As I highlighted in this post, it is an open question whether the Lilly enforcement action really accomplished anything.
This recent Debevoise & Plimpton FCPA Update focuses on Latin America and contains useful charts of corporate enforcement actions, individual enforcement actions, and instances of FCPA scrutiny (2005 to 2012) that have involved alleged business conduct in Latin America. Over at his FCPAmericas blog, Matt Ellis also recently posted here and here FCPA enforcement actions involving conduct in Latin America.
A useful update here from WilmerHale titled “Recent Court Decisions Reveal Litigation Challenges for SEC.” It begins as follows.
“Although the US Securities and Exchange Commission may have significant leverage to get what it wants during the course of an investigation and even in settlements, several recent court decisions strongly suggest that the playing field levels once the agency ends up in litigation. From the US Supreme Court to the federal district courts, litigants are pushing back effectively against the SEC on everything from when the clock starts for the SEC to bring an action for civil monetary penalties to key discovery questions.”
From Sidley & Austin attorneys Kimberly Dunne and Alexis Buese an article (here) titled “Holding the Government to its Burden of Proof in FCPA Cases: Litigating Jury Instructions.” The article notes as follows.
“Unlike corporate defendants that resolved FCPA investigations pre‐indictment, individual defendants were not as willing to accept the government’s aggressive pre‐indictment demands or its broad interpretation of the statute, which the defense bar considered vague and untested. What ensued from the indictments that followed were a number of defense upsets.”
In my 2010 article “The Facade of FCPA Enforcement,” I noted that government enforcement agencies, when challenged, are vulnerable in contested actions and encouraged more FCPA defendants to challenge the enforcement agencies and further expose the facade of FCPA enforcement.
Events of Interest
Dow Jones Global Compliance Symposium, April 2-3 in Washington, D.C.. I will be participating in a panel titled “The FCPA: Does It Need Further Clarifying” along with Paul McNulty (Baker & McKenzie and former Deputy Attorney General) and David Yawman (Senior Vice President & Chief Compliance and Ethics Officer, PepsiCo, Inc.). The panel is being moderated by Joe Palazzolo of the Wall Street Journal.

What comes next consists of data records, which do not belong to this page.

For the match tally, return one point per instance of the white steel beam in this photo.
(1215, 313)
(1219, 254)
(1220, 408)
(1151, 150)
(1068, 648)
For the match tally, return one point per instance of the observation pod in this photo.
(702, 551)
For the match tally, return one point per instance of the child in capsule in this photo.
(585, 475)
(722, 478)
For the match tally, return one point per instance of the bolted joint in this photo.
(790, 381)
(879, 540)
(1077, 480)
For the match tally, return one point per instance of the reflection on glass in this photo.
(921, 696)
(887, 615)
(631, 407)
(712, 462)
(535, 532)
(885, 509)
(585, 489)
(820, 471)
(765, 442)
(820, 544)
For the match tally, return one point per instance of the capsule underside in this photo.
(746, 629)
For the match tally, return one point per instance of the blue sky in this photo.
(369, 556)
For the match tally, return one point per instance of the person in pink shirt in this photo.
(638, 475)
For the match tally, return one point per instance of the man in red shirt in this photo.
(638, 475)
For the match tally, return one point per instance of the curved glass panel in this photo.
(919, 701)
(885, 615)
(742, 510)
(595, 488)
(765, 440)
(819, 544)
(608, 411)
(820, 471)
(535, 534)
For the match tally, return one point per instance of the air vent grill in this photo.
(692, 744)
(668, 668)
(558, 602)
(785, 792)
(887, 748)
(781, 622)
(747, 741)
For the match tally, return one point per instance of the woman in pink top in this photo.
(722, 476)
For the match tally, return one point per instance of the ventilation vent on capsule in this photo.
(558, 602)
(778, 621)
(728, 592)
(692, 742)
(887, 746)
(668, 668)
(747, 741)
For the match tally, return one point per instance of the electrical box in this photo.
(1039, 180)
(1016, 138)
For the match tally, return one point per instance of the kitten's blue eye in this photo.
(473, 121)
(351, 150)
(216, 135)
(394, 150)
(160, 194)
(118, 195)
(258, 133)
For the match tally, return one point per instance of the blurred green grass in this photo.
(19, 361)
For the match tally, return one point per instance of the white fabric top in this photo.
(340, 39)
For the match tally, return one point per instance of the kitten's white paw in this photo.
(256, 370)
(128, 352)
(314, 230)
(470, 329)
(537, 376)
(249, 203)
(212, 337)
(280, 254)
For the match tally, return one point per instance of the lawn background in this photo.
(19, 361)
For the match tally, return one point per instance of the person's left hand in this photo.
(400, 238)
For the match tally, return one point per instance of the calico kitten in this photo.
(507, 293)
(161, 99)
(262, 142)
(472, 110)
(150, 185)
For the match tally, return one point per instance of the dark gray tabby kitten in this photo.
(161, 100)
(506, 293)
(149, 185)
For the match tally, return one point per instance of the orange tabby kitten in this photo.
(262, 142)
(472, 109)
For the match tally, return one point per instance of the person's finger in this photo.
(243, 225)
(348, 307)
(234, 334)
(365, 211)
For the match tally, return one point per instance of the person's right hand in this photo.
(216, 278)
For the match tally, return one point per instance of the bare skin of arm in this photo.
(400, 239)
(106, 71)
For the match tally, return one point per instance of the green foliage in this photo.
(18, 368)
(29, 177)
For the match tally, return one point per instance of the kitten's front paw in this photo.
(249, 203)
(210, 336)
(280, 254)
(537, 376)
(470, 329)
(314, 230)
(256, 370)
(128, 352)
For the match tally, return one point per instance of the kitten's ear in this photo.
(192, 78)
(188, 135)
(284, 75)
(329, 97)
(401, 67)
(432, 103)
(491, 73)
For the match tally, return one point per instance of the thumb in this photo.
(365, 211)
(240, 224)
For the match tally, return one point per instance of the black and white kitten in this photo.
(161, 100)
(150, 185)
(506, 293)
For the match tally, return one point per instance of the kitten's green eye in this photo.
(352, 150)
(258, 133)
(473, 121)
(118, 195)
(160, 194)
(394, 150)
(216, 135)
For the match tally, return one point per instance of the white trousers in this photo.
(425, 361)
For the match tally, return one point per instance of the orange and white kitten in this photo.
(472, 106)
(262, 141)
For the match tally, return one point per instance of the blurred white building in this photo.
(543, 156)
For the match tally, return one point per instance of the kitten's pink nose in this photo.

TRACE International, in partnership with Barrick Gold Corporation and Arnold & Porter LLP, presents a 1-day seminar on Anti-Corruption for the Extractive Industries being held on April 23, 2013 in Toronto, Canada. (See here).
Neither Admit Nor Deny: Corporate Crime in the Age of Deferred Prosecutions, Consent Decrees, Whistleblowers and Monitors sponsored by Corporate Crime Reporter at the National Press Club in Washington, D.C. on May 3. I will be participating in a panel titled “Deferred and Non-Prosecution Agreements” along with Anthony Barkow (Jenner & Block), Steven Fagell (Covington), Kathleen Harris (Arnold & Porter), Denis McInerney (Deputy Assistant Attorney General, DOJ Criminal Division), and David Uhlmann (Univ. of Michigan Law School).
A good weekend to all and good luck with your brackets.